Nada hay más frágil y falso que el arrepentimiento. Es un sentimiento o disposición de espíritu sobre el que el catolicismo ha montado un tinglado moralista y un folclore procesional que tiene su apogeo en semana santa. El arrepentimiento es por definición exhibicionista pues si bien va dirigido a dios o al ofendido en la tierra, y en ese sentido es íntimo y privado, diríase que no tiene valor si no se pregona a los cuatro vientos. Últimamente, desde la explosión de las redes sociales y en especial de tuiter -ese vertedero de ocurrencias-, el arrepentimiento o su versión más diplomática, la petición de excusas, se ha convertido en una rutina entre los políticos lenguaraces. Para juzgar esta tediosa moda, el diccionario rae ofrece dos acepciones de arrepentirse: sentir pesar por haber hecho o haber dejado de hacer algo  y cambiar de opinión o no ser consecuente con un compromiso. En la medida que las ocurrencias de los políticos suelen ser circunstanciales y su significado sometido al antojo del autor y a las exigencias del momento la acepción más apropiada al caso parece la segunda. Simplemente, el arrepentimiento es una falta de compromiso con la palabra dada y una modulación de la conciencia de acuerdo con el cambio de circunstancias.

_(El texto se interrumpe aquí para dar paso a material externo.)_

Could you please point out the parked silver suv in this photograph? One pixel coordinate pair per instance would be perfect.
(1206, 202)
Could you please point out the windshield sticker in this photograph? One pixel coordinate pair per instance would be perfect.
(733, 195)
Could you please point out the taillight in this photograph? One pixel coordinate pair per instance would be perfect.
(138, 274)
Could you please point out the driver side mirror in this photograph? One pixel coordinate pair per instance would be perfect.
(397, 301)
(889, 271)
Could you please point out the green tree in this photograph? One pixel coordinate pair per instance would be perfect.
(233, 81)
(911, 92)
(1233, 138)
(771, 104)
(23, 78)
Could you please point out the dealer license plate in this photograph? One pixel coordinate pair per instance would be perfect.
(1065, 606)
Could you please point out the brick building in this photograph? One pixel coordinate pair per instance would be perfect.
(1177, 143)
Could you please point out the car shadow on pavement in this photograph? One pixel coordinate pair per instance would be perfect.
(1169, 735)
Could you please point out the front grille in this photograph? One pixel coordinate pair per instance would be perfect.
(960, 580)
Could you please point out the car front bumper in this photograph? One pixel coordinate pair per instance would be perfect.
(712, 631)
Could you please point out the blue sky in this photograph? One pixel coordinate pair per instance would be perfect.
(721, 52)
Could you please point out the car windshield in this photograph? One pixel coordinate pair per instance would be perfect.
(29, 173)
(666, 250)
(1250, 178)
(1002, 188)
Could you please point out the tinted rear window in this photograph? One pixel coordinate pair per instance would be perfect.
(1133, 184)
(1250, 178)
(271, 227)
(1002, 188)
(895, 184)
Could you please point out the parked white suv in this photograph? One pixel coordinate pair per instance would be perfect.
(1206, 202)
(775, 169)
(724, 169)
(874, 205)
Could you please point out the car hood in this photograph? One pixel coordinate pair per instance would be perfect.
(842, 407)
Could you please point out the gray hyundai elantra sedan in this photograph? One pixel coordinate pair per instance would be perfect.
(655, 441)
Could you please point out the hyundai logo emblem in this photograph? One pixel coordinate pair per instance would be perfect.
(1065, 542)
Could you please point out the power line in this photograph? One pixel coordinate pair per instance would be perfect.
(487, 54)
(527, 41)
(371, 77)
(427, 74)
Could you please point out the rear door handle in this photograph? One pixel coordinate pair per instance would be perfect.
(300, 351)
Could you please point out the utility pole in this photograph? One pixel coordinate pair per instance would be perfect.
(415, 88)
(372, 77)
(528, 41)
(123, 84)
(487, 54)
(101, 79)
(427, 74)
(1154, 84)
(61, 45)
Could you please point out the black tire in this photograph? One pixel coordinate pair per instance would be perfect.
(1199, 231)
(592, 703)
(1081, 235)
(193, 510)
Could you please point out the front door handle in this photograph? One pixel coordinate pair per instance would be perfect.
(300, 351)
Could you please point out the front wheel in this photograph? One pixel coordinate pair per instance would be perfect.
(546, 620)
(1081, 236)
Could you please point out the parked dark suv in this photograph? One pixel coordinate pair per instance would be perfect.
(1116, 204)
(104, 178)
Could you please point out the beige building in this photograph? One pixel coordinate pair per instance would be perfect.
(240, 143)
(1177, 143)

En esta tórrida jornada de la virgen de agosto el arrepentido ha sido el pit bull del pepé, don Hernando, quien, entrevistado con toda gala en el diario de referencia, ha declarado haberse pasado cuatro pueblos cuando insultó a los familiares de los asesinados por el franquismo diciendo que habían empezado a preocuparse por sus deudos enterrados en las cunetas cuando recibieron dinero para hacerlo. Es sin duda la canallada más hiriente oída nunca de una patulea de políticos que no dudan en hablar con el culo si lo consideran necesario. Pero la aparente ocurrencia no era un exabrupto sino un destilado de la opinión del franquismo y de sus herederos intelectuales y políticos, y en idénticos términos a don Hernando se manifestó unas semanas más tarde en televisión doña Rodríguez, una dama muy tiesa y redicha que comanda el movimiento fascista dispuesto a evitar la exhumación de la momia de Cuelgamuros. Don Hernando se ganó los galones de portavoz del partido porque sabe hablar como nadie al corazón de su parroquia política y era capaz de enardecerla en los momentos de más grave desaliento, como lo prueba la atronadora salva de aplausos con que fue recibido su discurso en el parlamento el día en que el pepé perdió el gobierno y su presidente estaba matando las penas en el reservado de un restaurante. A la vista de su declarado arrepentimiento, ¿ha cambiado el pepé de parroquia?, ¿va a cambiar don Hernando de partido?, ¿va a ingresar en la orden benedictina de la comunidad de Cuelgamuros? o es que, abrumado por el honor de ser entrevistado en el diario de referencia, ¿ha decidido ajustarse el nudo de la corbata y quitarse el palillo de entre los dientes? Preguntas ociosas si se atiende al idiolecto del entrevistado. Pasarse cuatro pueblos en una expresión vulgar, de barra de bar, que nadie utilizaría si creyera que ha herido con sus palabras el honor de alguien. El lenguaje de don Hernando es instrumental y tabernario, y esos rasgos permanecen intactos, esté o no arrepentido.